Betty Staudt holds her first-place project, a baby cable-knit sweater created from a favorite pattern of hers.  Press photo by Kate Hayden
Betty Staudt holds her first-place project, a baby cable-knit sweater created from a favorite pattern of hers. Press photo by Kate Hayden

Every year, Betty Staudt has sent in her box of Iowa State Fair submissions to the head of the Fabric and Threads division with a letter. This year, Staudt received a letter back from the director. 

“‘I think I’ve been receiving your box of things for 35 years,’ she said,” Staudt recalled. “So maybe she has, I don’t know.”

Out of seven of her entries this year, two of Staudt’s creations received ribbons: a satin-stitch pillowcase that won 3rd place in the ‘80 and Over’ class, and a knitted baby sweater that won first place in the ‘60 and Over’ class.

Staudt has been knitting since high school, when a home economics class tapped into her crafty side, and also quilts, spins yarn and embroiders several projects a year to keep busy in her spare time. She’s been recording sweater and quilt projects from the last several years in a photo album, where she stores some pictures of the patterns and her finished product side-by-side.

“It’s a pastime that anybody can do, while you’re waiting or something.
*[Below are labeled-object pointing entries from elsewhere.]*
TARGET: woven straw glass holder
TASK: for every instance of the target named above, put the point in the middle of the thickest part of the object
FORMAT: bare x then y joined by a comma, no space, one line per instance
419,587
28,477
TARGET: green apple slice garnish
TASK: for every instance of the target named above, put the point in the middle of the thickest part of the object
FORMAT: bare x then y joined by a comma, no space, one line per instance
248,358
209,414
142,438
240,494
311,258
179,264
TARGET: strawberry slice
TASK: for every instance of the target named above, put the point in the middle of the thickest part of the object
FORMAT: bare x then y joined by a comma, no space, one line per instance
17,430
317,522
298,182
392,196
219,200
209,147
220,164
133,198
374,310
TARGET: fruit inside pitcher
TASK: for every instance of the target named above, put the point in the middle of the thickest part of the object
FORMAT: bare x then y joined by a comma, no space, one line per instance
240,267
I just like to knit,” Staudt said. “You end up with a nice produce when you get done, and I give them away to kids –– my grandkids and great-grandkids and everybody.”
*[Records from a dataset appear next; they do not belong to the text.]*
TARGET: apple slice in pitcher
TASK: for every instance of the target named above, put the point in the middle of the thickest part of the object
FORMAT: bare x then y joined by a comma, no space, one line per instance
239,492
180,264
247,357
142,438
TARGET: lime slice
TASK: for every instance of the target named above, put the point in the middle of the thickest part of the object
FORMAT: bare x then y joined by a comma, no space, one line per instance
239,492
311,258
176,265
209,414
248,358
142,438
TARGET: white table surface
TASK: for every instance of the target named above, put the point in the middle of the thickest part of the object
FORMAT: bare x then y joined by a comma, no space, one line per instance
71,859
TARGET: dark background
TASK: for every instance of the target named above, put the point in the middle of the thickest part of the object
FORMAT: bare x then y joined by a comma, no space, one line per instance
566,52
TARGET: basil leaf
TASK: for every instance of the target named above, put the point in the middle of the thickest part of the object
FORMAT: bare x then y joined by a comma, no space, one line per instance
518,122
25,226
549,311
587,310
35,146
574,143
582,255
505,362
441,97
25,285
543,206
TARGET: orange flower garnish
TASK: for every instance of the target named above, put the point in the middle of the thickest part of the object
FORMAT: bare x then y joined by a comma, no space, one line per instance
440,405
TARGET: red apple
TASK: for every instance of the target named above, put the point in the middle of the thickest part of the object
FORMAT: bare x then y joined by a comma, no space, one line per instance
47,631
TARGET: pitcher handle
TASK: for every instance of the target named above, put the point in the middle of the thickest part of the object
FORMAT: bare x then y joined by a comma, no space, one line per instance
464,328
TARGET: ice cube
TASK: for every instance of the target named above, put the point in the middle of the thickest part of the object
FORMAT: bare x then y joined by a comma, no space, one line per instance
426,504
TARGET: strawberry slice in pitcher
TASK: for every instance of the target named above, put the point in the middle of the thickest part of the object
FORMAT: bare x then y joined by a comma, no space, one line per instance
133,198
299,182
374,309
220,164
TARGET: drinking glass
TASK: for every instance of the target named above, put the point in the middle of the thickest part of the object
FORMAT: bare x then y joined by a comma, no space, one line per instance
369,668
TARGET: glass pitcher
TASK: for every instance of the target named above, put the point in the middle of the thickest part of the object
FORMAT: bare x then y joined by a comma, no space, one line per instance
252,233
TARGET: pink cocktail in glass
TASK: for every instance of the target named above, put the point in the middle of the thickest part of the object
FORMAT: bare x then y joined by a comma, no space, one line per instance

Staudt’s needles keep her busy: she and her husband Russell have 20 grandchildren after 62 years of marriage.

She’s likely made five versions of the pink baby sweater she submitted this year, she said.

“I have a granddaughter that’s 26 or 27, and I made one for her, the same pattern,” Staudt said. “I’ve made quite a few like this. It’s just a fun pattern, it’s got panels, cables, you know, just kind of fun.”

Staudt has been a long-time volunteer with the Floyd County Fair, starting as a 4-H leader when her kids were in the program. Now, she helps head the Open Class department every year –– collecting the 50 or so entries every year from Floyd County residents in categories from baking, quilting and flower arrangements. They hope to collect more projects in the open class every year, she said.

“I was probably a 4-H leader for 30 years. I think I work every year, putting up pictures or whatever for the kids,” Staudt said.

She also spins yarn at the fairgrounds when fifth-graders visit, showing them how the process works, and usually attends the annual Threshers’ Reunion by the Cedar Valley Engine Club to spin yarn during the weekend event.

One of her favorite projects was a baby quilt Staudt submitted to the state fair last year: a counted cross-stitch baby quilt decorated with tractors that received first place in it’s class. It tends to take her about a month to complete an average project, and then she’s on to the next piece.

“I do a half-dozen things every year,” Staudt said. “I just do all kinds of handiwork.”